Weight eRank functions as a quantifiable metric for assessing structural collapse within neural networks during continual learning, effectively indicating changes in model capacity. This value is derived from the singular values of the weight matrix and reflects the distribution of learned feature importance. Experimental results demonstrate that employing Experience Replay (ER) consistently mitigated the decline in weight eRank compared to standard Stochastic Gradient Descent (SGD) and Learning without Forgetting (LwF) methodologies. The slower rate of decline in weight eRank under ER suggests a greater preservation of model complexity and representational capacity throughout the continual learning process, contributing to improved performance and reduced catastrophic forgetting.

Activation eRank and Weight eRank provide quantifiable metrics for assessing representational and structural collapse during continual learning. Empirical results demonstrate that the Elastic Weight Consolidation (EWC) method, utilizing these eRanks, consistently outperforms standard Stochastic Gradient Descent (SGD) and Learning without Forgetting (LwF) across diverse neural network architectures – including Multilayer Perceptrons (MLP), Convolutional GRUs (ConvGRU), ResNet-18, and Bi-ConvGRUs – and datasets, specifically Split MNIST and Split CIFAR-100. This performance translates to higher overall accuracy and a substantial reduction in catastrophic forgetting, indicating EWC’s ability to preserve knowledge from previously learned tasks while adapting to new information.

Experience replay (ER) demonstrably mitigates structural collapse across all layers of both architectures, while learning without forgetting (LwF) provides comparatively minor improvements, especially in early and mid-level layers.
Experience replay (ER) demonstrably mitigates structural collapse across all layers of both architectures, while learning without forgetting (LwF) provides comparatively minor improvements, especially in early and mid-level layers.

The pursuit of continual learning, as detailed in this study, reveals a fascinating fragility within neural networks – a tendency towards representational collapse. It’s a process akin to dismantling a carefully constructed edifice, brick by brick, with each new task. Donald Knuth observed, “The best computer costs nothing-it’s the one you build yourself.” This resonates deeply; the network, too, must actively ‘build’ and maintain its internal structure to resist forgetting. Monitoring effective rank (eRank) offers a means to observe this structural integrity, revealing when the foundations begin to crumble under the weight of new information. Experience Replay, then, isn’t simply a mitigation strategy, but a deliberate act of reconstruction, reinforcing those critical internal supports.

The Architecture of Forgetting

The identification of representational and structural collapse as drivers of catastrophic forgetting feels less like a solution and more like a precise articulation of the problem. It clarifies how networks forget, but does little to suggest why such elegant systems are so prone to this fundamental instability. The effective rank, as a diagnostic, offers a glimpse under the hood, a metric for observing the tightening grip of collapse, but it remains a descriptive tool. Future work must move beyond monitoring these collapses to actively engineering resilience into the network architecture itself.

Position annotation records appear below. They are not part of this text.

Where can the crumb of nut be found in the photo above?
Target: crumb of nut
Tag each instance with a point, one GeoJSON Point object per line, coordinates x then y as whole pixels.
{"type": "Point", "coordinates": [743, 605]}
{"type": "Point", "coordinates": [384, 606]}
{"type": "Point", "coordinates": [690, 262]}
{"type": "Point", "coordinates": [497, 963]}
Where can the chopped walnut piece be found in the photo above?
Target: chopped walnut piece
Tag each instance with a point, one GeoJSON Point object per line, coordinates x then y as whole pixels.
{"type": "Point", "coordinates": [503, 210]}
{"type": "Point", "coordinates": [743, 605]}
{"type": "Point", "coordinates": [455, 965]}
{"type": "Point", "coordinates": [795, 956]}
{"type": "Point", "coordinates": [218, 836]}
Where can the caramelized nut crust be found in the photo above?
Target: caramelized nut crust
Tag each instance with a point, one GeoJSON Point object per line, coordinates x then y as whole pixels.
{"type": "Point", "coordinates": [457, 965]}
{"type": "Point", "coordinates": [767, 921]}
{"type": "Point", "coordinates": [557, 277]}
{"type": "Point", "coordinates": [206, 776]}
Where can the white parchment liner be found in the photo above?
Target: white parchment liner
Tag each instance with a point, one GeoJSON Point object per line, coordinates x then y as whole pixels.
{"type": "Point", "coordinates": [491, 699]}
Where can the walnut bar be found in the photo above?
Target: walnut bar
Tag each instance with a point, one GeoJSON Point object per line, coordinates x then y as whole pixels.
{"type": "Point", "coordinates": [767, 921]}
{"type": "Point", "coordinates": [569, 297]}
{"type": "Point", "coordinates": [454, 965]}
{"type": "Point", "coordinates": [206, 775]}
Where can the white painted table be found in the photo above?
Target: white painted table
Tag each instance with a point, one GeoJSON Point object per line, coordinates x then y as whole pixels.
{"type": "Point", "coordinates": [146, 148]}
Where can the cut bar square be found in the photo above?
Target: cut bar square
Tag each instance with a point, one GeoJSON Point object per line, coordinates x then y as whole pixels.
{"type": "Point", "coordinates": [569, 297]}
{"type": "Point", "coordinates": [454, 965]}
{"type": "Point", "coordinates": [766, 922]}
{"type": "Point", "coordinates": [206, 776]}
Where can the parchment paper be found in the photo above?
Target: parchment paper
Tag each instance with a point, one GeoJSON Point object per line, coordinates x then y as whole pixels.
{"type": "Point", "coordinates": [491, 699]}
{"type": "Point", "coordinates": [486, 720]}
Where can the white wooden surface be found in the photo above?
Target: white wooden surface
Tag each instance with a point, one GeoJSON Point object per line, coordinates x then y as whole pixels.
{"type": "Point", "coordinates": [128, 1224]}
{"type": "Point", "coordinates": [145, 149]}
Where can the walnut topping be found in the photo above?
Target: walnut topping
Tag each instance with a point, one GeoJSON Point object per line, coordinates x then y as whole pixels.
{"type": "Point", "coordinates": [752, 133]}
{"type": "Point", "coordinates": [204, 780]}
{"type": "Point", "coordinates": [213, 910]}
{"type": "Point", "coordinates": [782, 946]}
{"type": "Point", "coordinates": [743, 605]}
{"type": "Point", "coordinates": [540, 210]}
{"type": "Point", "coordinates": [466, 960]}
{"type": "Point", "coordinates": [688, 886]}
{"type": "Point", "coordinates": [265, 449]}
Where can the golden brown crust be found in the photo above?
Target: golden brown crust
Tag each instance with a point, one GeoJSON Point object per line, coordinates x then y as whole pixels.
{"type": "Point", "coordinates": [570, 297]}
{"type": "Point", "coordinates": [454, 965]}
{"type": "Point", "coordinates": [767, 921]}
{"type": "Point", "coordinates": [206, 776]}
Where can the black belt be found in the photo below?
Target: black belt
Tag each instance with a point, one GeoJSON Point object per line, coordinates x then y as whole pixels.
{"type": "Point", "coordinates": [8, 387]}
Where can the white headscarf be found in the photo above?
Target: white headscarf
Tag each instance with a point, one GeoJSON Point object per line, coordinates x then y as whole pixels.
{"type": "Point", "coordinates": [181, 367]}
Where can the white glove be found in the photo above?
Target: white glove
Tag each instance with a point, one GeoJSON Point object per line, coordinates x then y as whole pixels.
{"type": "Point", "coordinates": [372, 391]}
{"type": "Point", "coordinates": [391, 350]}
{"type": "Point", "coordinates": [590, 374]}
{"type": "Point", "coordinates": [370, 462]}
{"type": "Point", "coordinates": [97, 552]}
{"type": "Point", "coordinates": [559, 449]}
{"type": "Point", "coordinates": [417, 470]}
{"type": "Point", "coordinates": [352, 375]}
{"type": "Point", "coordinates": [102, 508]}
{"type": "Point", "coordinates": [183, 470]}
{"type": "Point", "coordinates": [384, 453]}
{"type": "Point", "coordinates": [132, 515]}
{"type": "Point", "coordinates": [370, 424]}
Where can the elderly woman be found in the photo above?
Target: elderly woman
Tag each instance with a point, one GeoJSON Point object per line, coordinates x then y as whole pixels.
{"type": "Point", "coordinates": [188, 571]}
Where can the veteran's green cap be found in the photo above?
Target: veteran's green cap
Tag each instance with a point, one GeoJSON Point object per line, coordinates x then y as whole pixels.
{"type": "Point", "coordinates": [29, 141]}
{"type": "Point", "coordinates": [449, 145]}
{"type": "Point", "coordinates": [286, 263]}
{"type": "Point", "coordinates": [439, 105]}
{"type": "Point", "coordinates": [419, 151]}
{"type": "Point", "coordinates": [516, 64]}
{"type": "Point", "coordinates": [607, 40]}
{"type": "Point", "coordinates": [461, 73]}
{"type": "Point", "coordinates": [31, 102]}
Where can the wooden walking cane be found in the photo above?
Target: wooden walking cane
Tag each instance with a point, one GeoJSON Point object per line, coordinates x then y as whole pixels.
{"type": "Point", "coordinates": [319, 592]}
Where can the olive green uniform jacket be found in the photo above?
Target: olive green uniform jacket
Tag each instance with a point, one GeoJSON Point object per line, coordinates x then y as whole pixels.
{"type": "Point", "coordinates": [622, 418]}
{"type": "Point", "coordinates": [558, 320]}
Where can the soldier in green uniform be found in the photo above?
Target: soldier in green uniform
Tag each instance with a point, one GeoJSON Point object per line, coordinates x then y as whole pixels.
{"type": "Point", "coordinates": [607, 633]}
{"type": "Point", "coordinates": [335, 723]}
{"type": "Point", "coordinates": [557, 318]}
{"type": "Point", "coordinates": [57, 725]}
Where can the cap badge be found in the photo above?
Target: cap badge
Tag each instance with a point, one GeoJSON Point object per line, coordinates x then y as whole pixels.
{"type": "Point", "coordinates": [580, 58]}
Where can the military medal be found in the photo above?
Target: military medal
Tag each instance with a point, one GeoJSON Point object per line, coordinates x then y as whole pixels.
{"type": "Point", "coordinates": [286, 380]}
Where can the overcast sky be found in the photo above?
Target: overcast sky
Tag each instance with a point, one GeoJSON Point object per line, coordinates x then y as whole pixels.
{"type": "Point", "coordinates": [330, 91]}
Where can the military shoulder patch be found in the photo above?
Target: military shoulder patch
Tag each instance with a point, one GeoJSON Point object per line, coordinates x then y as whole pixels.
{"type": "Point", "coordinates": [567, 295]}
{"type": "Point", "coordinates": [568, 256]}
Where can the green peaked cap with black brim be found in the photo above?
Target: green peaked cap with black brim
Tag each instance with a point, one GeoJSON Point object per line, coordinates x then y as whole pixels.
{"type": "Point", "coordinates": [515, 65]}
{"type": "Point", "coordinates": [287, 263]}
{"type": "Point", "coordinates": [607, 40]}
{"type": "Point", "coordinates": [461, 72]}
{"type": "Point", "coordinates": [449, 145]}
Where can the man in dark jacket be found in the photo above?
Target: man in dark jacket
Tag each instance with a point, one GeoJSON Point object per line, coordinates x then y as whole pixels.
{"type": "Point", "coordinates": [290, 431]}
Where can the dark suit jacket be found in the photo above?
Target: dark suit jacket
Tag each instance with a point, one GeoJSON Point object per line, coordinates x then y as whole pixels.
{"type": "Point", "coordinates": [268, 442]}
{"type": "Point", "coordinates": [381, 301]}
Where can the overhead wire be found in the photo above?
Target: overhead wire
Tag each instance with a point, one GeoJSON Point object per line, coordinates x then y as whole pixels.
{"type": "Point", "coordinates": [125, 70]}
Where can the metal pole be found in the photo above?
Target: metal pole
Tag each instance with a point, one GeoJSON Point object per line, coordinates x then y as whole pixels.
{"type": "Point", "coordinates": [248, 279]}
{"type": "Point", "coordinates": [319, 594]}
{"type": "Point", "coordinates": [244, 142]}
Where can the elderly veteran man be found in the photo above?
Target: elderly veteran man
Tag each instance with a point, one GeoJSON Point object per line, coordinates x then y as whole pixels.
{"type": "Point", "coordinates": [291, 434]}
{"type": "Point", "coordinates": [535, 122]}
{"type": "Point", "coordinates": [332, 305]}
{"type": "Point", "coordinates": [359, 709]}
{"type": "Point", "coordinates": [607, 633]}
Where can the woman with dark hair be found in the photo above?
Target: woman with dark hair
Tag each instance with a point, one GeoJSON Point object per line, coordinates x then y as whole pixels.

Experience replay demonstrably mitigates the issue, yet it feels…unsatisfactory. A system that learns by constantly revisiting the past hints at a deeper limitation – an inability to truly synthesize information. Is the brain itself not more efficient, distilling experience rather than endlessly replaying it? The field needs to explore methods that promote genuine knowledge consolidation, perhaps by mimicking biological mechanisms of synaptic pruning and long-term potentiation with greater fidelity.

Ultimately, the persistent struggle against forgetting highlights a crucial point: intelligence isn’t about accumulating data, but about distilling meaningful structure from chaos. The architecture of a learning system, therefore, should not merely be judged by its ability to store information, but by its capacity to ignore it – to identify and discard the irrelevant, leaving only the essential framework of understanding intact. The true challenge lies not in preventing collapse, but in orchestrating it.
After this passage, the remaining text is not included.